When we headed back to their accommodation, I led the way up the newly pedestrianised
Capel Street, now wide and welcoming to wanderers like us. But when I went to turn right, my siblings steered left, and I realised I was a clueless older sister after all – I hadn’t even known the hotel they were staying in existed.

We entered a neat new-build that I’d never registered before, one of the many fresh hotels which have appeared around town over the past few years. It felt like this one had been dropped on the spot overnight, fully formed and with guests inside. I now had to recalibrate my sense of that part of the northside, to replace what I once knew with this newcomer and its boutique rooms, floor-to-ceiling windows and tasteful signage.

The hotel was pretty, but I felt like we could have been anywhere in Europe – the only sign we were in Dublin was the white textured facade of the Hacienda pub across the street, an institution that’s weathered many economic storms.

A few months before, I’d gone for a drink with a colleague in the Liberties. On our way up Francis Street afterwards, we shared an unexpected moment of confusion in the summer dusk. At the top of the street was a grey building, with mid-century furniture and soft lighting visible beyond its large windows.

I couldn’t locate it on my mental map of Dublin, yet I knew I’d been in that spot many times before.

And indeed I had, because until a few years ago this new aparthotel was the Tivoli, a long-running venue that, by the time I started frequenting it, wore an air of impending dereliction. The floors were sticky with old beer spills, its outer walls a millefeuille of graffiti.

I went to cinema screenings and DJ sets there, and enjoyed a glittering, bombastic gig by the musician Perfume Genius, accompanied by a much-missed friend who has since gone back to Australia.

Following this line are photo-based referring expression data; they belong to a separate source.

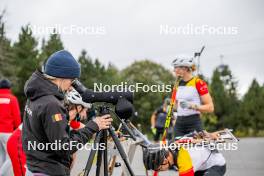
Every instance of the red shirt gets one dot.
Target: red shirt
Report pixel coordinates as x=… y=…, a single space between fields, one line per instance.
x=16 y=153
x=9 y=112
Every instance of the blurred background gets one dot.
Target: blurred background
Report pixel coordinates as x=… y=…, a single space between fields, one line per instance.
x=136 y=41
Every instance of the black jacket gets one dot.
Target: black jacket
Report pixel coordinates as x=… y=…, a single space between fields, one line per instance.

Now, this place full of memories had been erased. I wondered if, while tucked up in their
cosy hotel beds, some of the visitors in this replacement building would hear ghostly beats pulsing in their sleepy ears.

The clanging alarms telling me Dublin is changing keep coming my way. Swiping through Instagram stories one idle evening, I saw a photograph on a friend’s account that made me wince. It was of the place I’d known as Crawdaddy, a venue in an old train station dating back to 1859, on Harcourt Street.

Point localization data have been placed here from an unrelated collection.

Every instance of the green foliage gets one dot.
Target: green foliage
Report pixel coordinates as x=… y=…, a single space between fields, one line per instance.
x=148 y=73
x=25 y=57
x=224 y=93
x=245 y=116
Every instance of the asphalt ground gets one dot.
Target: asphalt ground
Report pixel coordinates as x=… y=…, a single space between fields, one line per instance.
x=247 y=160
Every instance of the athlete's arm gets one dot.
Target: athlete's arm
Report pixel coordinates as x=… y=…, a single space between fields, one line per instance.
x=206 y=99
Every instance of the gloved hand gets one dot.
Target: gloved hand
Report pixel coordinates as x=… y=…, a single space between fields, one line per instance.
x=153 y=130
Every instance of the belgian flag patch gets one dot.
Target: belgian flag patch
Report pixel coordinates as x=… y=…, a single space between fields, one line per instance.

As a young music journalist, I interviewed bands at Crawdaddy; as a fan, I watched beloved acts and up-and-comers play in the tiny venue. It held a special meaning for me as, when I was 18, I brought my younger brother there to see the Irish band JJ72 play.

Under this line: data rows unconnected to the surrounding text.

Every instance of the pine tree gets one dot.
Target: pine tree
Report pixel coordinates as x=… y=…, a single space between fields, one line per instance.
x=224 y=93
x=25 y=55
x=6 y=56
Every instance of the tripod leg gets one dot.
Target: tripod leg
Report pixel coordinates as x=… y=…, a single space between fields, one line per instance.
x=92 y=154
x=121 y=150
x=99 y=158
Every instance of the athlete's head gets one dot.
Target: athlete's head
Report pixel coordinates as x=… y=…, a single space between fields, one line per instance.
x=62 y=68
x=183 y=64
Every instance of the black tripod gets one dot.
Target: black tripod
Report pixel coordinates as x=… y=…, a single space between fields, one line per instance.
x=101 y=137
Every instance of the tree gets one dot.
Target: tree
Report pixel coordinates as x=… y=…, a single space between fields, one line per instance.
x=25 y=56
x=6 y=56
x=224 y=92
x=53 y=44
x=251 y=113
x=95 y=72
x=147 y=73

While I’d felt very grown-up bringing him on my own to a strange city, I was so naive that we stayed in an airport hotel, an expensive thirty-minute taxi ride from the venue.

Now, instead of gig posters, on the front of Crawdaddy was a sign announcing the imminent arrival of a Pret A Manger café. And next door to the former Crawdaddy, what used to be the Tripod venue is being advertised for rent under the name Station Building Two. Soon, the feet of office workers will stroll over a former dance floor.

You might say don’t get too attached to bricks and mortar, but locations where culture blossomed will always remain meaningful to the people who used them – because they understand that the ‘value’ of buildings isn’t just something to be expressed in euro signs. Stumbling across a gig venue only to realise it has been replaced feels like a sledgehammer has obliterated the energy and art once created behind its doors.

I know my peers and I are not the first or last generation to watch places we loved disintegrate, left alive only in photographs and memories – but it doesn’t mean the changes don’t hurt.

I know, too, that the new hotels will provide memories to the people who stay there, and I hope they find their own treasured spots as they explore the city.

Time will continue to peel back and add layers to the city where I live – but there will always be, for me, a ghost version of the capital, hovering just above the newly constructed bedrooms and foyers, filled with dance floors and stages that I will never see again.